Heureusement, les migrants européens comme votre père et votre épouse actuelle, n’avaient pas des têtes d’étrangers. Bien sûr que si votre mère était arrivée quarante ans plus tôt, peut-être qu’on l’aurait confondue avec des irlandais. Ces derniers avaient l’air d’envahisseurs. En plus ils étaient catholiques, avaient les cheveux comme les vôtres, cuivrés ou jaunâtres, quelque chose qui ne plaisait pas aux blancs assimilés, c’est-à-dire des blancs qui avaient été une fois discriminés à cause de leur accent polonais, russe ou italien. Mais, heureusement, les migrants apprennent vite.

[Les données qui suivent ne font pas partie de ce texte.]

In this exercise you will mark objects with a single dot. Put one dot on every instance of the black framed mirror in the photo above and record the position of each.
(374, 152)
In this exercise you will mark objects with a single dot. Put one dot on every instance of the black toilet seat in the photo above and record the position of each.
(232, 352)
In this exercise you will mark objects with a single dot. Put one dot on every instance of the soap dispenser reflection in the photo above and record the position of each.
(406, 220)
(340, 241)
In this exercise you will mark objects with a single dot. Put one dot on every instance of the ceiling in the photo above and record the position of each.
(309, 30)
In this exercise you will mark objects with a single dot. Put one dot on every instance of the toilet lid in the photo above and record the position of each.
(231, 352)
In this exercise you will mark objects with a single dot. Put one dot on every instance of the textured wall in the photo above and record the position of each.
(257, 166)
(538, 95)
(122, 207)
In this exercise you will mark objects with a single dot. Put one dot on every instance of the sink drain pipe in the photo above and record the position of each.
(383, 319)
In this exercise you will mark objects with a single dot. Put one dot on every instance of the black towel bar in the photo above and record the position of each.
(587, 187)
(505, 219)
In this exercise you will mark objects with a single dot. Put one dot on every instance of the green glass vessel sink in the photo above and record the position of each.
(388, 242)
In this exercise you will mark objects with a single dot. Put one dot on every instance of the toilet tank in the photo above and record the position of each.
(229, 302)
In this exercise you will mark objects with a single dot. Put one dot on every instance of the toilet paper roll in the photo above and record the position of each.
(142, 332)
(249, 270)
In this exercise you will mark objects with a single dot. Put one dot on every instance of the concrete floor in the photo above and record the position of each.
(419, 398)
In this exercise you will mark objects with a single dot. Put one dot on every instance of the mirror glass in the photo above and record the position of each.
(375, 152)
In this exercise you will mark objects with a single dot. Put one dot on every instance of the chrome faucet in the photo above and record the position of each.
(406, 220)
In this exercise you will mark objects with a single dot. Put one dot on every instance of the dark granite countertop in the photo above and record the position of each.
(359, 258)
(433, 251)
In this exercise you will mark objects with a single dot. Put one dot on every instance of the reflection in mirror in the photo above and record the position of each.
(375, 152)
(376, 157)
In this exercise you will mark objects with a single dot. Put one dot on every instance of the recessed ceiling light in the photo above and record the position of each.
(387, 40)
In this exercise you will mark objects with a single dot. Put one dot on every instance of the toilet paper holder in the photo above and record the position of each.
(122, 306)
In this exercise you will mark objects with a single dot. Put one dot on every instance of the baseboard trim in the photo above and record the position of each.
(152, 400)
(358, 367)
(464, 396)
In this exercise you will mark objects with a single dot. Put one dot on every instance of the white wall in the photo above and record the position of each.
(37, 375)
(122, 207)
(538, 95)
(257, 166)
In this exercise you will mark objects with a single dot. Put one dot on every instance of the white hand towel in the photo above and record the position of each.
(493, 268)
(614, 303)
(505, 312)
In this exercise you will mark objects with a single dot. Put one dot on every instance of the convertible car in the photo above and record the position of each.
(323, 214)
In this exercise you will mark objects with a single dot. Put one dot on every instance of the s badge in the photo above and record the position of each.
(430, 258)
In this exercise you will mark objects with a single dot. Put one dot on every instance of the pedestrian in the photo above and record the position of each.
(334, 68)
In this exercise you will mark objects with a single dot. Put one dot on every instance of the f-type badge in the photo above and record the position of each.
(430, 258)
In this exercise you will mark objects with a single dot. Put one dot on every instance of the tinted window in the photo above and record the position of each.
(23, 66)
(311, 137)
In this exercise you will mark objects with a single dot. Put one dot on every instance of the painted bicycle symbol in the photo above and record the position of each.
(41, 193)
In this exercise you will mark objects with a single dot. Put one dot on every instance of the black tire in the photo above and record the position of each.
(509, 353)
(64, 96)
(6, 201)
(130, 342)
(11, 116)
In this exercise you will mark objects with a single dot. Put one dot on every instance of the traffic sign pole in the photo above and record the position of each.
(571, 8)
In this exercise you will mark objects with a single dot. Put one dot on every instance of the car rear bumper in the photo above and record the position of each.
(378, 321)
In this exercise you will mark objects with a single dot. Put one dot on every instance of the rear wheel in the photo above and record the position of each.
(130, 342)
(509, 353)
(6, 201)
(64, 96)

Bien sûr que c’est ce que vous ainsi que d’autres exigez : les migrants doivent s’assimiler à « cette culture ». Quelle culture? Dans une société réellement ouverte et démocratique, nul ne devrait oublier qui il est pour être accepté, raison pour laquelle, à mon avis, la vertu devrait être l’intégration et non l’assimilation. L’assimilation c’est de la violence. Dans beaucoup de sociétés c’est une exigence; toutes les sociétés où le fascisme survit d’une façon ou d’une autre.
Monsieur Trump, la créativité des hommes et femmes de ce pays est admirable, bien qu’on exagère son importance tout en oubliant ses aspects négatifs.
Ce ne furent pas les hommes d’affaires qui en Amérique Latine promurent la démocratie, bien au contraire. Beaucoup d’entreprises americaines prospères ont promu des coups d’Etat sanglants et ont soutenu une longue liste de dictatures.
Ce furent des hommes d’affaires qui, comme Henry Ford, firent des contributions intéressantes à l’industrie, mais on oublie que, comme beaucoup d’autres hommes d’affaires, Ford fut un antisémite qui collabora avec Hitler. Alors même que l’on refusait l’asile aux juifs persécutés en Allemagne, de la même façon qu’aujourd’hui on le refuse aux musulmans pour la même raison, ALCOA et Texaco collaboraient avec les régimes fascistes de l’époque.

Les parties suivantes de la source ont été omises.